Corrosion - What is rust and how does it occur on the handpan

How could the lifespan of the handpan instrument be affected by rust?

The handpan is a music instrument made from two half-shells glued together. Usually, those shells are produced from sheet steel. One of the problems that naturally come with the use of steel is corrosion, reducing the lifespan of the instrument especially if the instrument is improperly cared for. This short article will discuss the phenomenon of rust, a special type of corrosion.

Corrosion is the process by which metals are slowly broken down through chemical reactions with substances in their environment. One special case of corrosion is rusting, meaning a redox reaction involving oxygen and water from the environment with the iron contained in the steel.

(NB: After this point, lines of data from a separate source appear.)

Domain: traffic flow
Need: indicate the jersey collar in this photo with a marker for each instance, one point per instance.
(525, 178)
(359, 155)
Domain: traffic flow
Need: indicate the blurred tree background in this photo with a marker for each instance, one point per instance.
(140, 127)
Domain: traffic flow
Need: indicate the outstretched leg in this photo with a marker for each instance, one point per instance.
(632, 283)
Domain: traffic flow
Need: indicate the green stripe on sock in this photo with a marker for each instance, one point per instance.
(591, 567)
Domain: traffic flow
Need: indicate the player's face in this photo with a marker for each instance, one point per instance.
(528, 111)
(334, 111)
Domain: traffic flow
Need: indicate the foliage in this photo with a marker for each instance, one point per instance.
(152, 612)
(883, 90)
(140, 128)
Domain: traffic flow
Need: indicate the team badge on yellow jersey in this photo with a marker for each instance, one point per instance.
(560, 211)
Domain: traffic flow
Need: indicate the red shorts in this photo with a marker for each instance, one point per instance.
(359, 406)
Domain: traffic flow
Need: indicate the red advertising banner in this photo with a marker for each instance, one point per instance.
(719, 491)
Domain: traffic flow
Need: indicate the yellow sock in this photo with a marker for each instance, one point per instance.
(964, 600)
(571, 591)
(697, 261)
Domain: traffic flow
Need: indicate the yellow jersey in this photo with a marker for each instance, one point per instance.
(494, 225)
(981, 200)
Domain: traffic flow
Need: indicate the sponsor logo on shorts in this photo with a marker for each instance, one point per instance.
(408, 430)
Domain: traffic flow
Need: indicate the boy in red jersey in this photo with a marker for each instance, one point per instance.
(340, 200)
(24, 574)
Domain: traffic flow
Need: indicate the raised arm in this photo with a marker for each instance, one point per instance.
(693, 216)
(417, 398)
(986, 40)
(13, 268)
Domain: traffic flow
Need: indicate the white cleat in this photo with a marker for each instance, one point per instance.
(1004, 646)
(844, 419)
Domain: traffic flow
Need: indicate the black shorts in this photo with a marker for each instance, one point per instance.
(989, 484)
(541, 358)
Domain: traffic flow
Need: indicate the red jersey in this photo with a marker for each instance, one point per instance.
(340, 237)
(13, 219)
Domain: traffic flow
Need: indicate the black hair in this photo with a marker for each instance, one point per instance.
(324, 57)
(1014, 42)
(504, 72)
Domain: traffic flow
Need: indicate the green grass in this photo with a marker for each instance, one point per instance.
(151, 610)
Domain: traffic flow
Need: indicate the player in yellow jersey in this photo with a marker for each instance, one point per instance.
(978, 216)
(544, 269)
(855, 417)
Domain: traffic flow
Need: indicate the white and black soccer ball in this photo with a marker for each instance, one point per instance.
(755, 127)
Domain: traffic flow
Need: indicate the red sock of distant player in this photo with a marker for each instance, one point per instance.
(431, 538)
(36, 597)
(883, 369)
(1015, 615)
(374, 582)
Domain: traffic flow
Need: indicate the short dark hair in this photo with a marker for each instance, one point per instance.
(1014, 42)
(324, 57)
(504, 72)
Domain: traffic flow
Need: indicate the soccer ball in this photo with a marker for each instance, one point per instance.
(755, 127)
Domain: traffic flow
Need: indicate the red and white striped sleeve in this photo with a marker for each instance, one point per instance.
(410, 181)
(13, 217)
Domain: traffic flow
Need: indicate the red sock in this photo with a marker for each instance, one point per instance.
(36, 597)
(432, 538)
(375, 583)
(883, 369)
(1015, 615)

So what happens on element level? We want to explain this a bit more chemically:

First, solid iron (Fe) dissolves in water producing iron ions (Fe2+) and electrons (e). Those electrons react with oxygen (O2) and water (H2O) from the environment and form hydroxide ions (OH). The iron ions, which can be denoted as iron(II), react further with Oxygen (O2) from the environment to form another type of iron ions (Fe3+), denoted as iron(III), and oxygen ions (O2-). This results in a solution containing iron(II), iron(III) and water. Next, both iron(II) and iron(III) react with water (H2O) to form different forms of rust (Fe(OH)x) and hydrogen ions (H+). Finally, those hydrogen ions (H+) react with the hydroxide ions (OH) initially produced from water forming water (H2O) once again. The result of this reaction is a red or an orange-colored surface which is highly fragile and porous.

One way to prevent the corrosion in the handpan is by using an alloy such as Ferrochrome FeCr. Stainless steel can also prevent rust almost completely. It is important to know that changing the composition of the steel also affects the sound and the appearance of the instrument. Another way to prevent rust is by adding a step to the fabrication known as gas nitriding by which the handpan material undergoes a heat treatment. This process makes the material more rust-resistant but does not guarantee complete prevention of the phenomenon.

After the fabrication, the surface of the instrument should be kept clean and dry. Keep in mind, that the edges around the polished surfaces are very sensitive towards rust. After each playing session, the player must clean the handpan with a soft, clean, dry cloth, preferably microfiber. This is important because sweat from the hands can deposit salts onto the surface, which will accelerate the formation of rust. Another technique to slow down rust is to add a protective layer, by applying liquid ceramics (TurtleCare).

<We do not recommend using oil to treat your instrument. Instead of staying on the surface, oil moves into the metal, there is no protective layer and also it changes the sound of the instrument, reducing the overtones in a long term.>

This way, the moisture will not react with the iron in the metal. Another important aspect is the environment in which the handpan is stored. A proper storing requires a low-moisture or temperature- and humidity-controlled area. Such requirements can be fulfilled by using a wall mount, this is the best way to keep your instrument rustproof.

In conclusion the best way to prevent rust is to keep the instrument away from moisture. Water reacts with iron to form rust. Thus, an environment with no moisture will not create rust. It is very important to remove the sweat from the surface of the instrument, apply a protective coating and store the instrument away from humid environments. Although there is a wide selection of materials for the fabrication of the handpan, which are highly resistant to rust, there are other aspects to consider. The material choice is not only determined by the resistance against rust, but also the resulting sound and the appearance of the instrument.